Saga is facing an online backlash after it scrapped a social network site set up for the over-50s, amid claims it had become a platform for racist, homophobic and anti-semitic comments.
Saga Zone was launched in 2007 as a rival to Facebook, but the company claims it is pulling the plug at the end of this month because exchanges between “just a few hundred regular users” were damaging the Saga brand.
Spokesman Paul Green explained: “The majority are a good group of people but a minority caused concern with offensive racist or homophobic comments.
“An online free-for-all might be alright for other social networks such as Twitter but expectations are different when there is the Saga logo in the top right-hand corner.”
But some users have taken to the Internet to complain about the decision.
One said: “Efficient and effective moderation could have addressed any concerns they had – and that is an expense they would rather not have to meet. Their decision to focus on ‘brand reputation’ as a reason and thus justify the summary closure which has caused real distress to a number of members is, in my view, scurrilous and potentially could do more to damage their brand reputation than a few posts which were qualified by a corporate disclaimer anyway.
“There was the facility, sometimes and inconsistently used, to ban posters who possibly contravened the unclear laws we have regarding views expressed on the internet – so their brand reputation need not have been ‘judged’ to have been adversely affected.”
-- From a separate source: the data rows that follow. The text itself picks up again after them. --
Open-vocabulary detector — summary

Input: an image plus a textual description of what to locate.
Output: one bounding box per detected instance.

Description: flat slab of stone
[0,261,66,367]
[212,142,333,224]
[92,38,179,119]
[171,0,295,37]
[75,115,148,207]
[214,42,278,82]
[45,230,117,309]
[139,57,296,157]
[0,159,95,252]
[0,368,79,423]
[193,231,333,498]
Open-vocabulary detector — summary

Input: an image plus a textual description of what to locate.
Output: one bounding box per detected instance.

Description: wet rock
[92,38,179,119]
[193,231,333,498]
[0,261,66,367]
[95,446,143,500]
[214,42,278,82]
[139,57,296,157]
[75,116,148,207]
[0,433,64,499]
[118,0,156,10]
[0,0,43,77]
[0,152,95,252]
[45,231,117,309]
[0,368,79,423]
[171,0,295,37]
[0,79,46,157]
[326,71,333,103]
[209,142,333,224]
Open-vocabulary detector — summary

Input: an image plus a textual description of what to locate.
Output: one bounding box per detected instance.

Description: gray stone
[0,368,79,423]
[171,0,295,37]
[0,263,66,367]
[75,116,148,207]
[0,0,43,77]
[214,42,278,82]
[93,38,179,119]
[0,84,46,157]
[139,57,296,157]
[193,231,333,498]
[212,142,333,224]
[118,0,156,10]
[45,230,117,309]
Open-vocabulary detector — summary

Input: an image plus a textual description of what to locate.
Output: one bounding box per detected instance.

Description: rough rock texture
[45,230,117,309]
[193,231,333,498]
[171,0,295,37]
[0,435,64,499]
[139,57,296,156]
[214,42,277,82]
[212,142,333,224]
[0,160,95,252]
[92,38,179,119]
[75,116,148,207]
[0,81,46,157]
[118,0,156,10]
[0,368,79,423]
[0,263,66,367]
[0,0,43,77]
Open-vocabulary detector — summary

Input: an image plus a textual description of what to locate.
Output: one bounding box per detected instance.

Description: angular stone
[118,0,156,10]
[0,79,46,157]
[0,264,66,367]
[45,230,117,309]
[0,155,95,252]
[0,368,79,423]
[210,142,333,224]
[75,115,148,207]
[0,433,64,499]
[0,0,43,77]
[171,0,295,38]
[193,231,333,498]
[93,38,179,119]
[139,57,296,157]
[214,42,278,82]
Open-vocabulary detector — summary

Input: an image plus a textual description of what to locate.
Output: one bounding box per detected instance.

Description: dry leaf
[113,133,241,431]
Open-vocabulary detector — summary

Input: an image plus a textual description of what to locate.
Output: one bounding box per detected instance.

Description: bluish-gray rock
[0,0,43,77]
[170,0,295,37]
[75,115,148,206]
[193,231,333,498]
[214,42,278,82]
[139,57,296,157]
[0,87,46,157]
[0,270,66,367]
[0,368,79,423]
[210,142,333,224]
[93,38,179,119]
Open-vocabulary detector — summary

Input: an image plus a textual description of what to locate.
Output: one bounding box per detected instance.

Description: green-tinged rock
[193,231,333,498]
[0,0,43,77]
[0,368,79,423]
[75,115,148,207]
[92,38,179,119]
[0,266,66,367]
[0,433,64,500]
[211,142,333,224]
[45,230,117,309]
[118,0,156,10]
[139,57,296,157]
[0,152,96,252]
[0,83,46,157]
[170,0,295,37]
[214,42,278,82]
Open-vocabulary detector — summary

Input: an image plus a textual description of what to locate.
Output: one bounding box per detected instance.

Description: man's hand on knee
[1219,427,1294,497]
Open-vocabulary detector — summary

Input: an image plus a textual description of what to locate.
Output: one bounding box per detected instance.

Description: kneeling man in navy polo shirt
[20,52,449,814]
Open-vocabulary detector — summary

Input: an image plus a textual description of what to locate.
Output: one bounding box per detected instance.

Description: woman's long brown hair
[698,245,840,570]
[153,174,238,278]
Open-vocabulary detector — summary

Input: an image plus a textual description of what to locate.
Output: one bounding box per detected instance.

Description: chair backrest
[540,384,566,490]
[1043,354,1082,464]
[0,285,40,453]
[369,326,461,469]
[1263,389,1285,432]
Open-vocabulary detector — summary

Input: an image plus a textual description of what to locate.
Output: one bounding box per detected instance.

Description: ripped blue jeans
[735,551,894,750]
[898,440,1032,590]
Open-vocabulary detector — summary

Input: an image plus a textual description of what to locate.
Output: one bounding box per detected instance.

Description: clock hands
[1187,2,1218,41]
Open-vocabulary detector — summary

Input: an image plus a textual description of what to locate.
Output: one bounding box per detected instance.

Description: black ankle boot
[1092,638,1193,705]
Another posted: “I think they may have done inestimable damage to the reputation of their brand by the clumsy and callous way they have managed the closure of the site. I would have had far more respect for them as an organisation had they been transparent about their reasons and given their loyal membership, some of whom made public their reliance on Saga Zone as a counter to housebound isolation, and as a support in times of personal hardship and bereavement, fair warning and time.”